If I haven’t scared you off yet, here’s something you should absolutely make the next time you host – a seasonal veggie pasta salad that screams summer and is so good, you and your friends will be all, “wow, that bowl of pasta salad is huge” and then eat it all rapidly.
Seasonal Veggie Pasta Salad
Adapted from Half Baked Harvest (the dope vinaigrette is all hers)
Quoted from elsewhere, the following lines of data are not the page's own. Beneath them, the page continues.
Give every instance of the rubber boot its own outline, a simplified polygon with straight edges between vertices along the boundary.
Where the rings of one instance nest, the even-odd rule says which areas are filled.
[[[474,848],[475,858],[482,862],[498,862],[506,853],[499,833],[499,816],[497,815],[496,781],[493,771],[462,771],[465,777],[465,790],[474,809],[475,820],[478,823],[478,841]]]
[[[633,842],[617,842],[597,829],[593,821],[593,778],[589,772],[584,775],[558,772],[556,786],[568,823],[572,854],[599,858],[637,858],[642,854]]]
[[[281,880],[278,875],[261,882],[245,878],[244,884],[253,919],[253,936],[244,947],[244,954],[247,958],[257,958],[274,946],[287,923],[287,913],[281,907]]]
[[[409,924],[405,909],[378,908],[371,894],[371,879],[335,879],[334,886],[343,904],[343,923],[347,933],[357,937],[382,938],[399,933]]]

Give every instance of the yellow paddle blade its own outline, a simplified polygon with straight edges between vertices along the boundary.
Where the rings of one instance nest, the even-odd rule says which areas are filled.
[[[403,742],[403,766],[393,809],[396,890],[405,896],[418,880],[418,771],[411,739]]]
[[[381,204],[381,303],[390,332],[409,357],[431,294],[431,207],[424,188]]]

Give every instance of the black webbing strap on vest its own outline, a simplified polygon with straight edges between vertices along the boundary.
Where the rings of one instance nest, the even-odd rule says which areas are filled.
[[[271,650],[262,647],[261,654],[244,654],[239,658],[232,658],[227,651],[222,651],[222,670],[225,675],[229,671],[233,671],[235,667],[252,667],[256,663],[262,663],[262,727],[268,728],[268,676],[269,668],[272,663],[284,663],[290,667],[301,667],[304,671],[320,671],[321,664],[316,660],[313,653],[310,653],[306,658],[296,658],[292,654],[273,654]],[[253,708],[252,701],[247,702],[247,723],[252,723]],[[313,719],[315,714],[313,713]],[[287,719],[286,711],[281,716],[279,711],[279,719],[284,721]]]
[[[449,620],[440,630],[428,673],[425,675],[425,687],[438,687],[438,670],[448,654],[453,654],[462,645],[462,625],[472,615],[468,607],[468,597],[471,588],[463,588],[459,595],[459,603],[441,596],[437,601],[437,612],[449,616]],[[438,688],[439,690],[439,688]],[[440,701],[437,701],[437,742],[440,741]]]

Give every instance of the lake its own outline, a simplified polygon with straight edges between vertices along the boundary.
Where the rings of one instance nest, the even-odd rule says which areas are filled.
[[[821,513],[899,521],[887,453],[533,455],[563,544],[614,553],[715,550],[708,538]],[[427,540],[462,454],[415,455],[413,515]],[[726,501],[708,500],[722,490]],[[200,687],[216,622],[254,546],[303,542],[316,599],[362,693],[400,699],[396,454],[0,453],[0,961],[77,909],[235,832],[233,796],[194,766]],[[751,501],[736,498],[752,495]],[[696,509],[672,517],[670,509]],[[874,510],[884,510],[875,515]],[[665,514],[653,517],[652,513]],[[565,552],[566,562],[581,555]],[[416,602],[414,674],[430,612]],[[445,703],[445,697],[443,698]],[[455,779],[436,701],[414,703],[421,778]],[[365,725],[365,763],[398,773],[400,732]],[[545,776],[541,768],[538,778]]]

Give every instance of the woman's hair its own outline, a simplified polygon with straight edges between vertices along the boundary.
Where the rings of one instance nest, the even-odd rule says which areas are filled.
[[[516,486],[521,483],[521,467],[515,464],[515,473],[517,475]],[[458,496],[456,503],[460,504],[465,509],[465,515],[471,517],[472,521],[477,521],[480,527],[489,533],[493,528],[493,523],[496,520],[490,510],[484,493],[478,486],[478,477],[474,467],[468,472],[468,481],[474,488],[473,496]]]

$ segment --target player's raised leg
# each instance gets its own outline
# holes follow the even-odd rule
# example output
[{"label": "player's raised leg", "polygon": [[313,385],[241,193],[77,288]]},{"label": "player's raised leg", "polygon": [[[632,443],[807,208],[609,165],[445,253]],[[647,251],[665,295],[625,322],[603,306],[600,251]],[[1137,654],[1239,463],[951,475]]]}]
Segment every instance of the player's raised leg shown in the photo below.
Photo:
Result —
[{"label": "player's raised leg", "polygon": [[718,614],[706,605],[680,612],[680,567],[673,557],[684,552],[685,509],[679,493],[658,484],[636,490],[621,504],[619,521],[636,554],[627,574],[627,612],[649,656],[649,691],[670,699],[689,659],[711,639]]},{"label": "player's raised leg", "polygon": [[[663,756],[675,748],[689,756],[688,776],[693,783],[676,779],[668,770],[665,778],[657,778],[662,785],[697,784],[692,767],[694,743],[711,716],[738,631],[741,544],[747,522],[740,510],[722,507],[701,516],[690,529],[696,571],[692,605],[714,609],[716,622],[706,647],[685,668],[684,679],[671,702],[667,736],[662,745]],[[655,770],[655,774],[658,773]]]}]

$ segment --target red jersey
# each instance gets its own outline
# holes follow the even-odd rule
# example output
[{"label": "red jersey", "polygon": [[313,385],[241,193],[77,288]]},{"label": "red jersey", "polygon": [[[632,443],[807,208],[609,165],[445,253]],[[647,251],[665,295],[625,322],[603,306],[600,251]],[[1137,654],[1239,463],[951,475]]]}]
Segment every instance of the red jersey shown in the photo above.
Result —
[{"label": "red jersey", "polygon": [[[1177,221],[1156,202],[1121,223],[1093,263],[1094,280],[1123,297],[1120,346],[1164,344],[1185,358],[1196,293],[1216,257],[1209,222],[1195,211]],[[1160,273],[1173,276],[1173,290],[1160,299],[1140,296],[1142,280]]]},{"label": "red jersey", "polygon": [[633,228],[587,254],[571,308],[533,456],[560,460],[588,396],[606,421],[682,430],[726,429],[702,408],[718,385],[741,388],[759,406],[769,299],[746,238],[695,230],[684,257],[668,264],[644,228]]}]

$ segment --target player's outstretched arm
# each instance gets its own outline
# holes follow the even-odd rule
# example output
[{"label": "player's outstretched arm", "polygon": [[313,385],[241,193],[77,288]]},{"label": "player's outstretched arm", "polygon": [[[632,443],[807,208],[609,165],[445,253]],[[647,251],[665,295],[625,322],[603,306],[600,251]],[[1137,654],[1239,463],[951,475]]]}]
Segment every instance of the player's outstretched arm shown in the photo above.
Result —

1 lb pasta (I used orecchiette)
1 zucchini, cut into sticks
1 yellow squash, cut into sticks
1 red bell pepper
1 jar artichoke hearts, drained
Cooked corn, about 2 cups
1 cup feta cheese
1 cup walnuts, chopped
2 cups arugula
Salt and pepper
1/3 cup extra virgin olive oil
2 tablespoons balsamic vinegar
1 clove minced garlic
Juice and zest of one lemon
1/4 cup fresh basil, chopped
1 tablespoon dried oregano
Red pepper flakes, to taste
Salt and Pepper
1. Sautee your zucchini and squash in 3 tablespoons of olive oil, with a pinch of salt. You want them to retain some of their crunch, so don’t overcook – 3-4 minutes over medium heat should do it.
2. Slice the red pepper, and mix it in a bowl with the zucchini, squash and artichoke. Add the walnuts and corn and toss.
3. Bring a large pot of salted water to a boil and cook your pasta.
4. While the pasta is cooking, mix the dressing in a separate bowl. Combine with the veggies.
5. Allow the pasta to slightly cool and then mix with the veggies. Add the feta and arugula, mix it all together.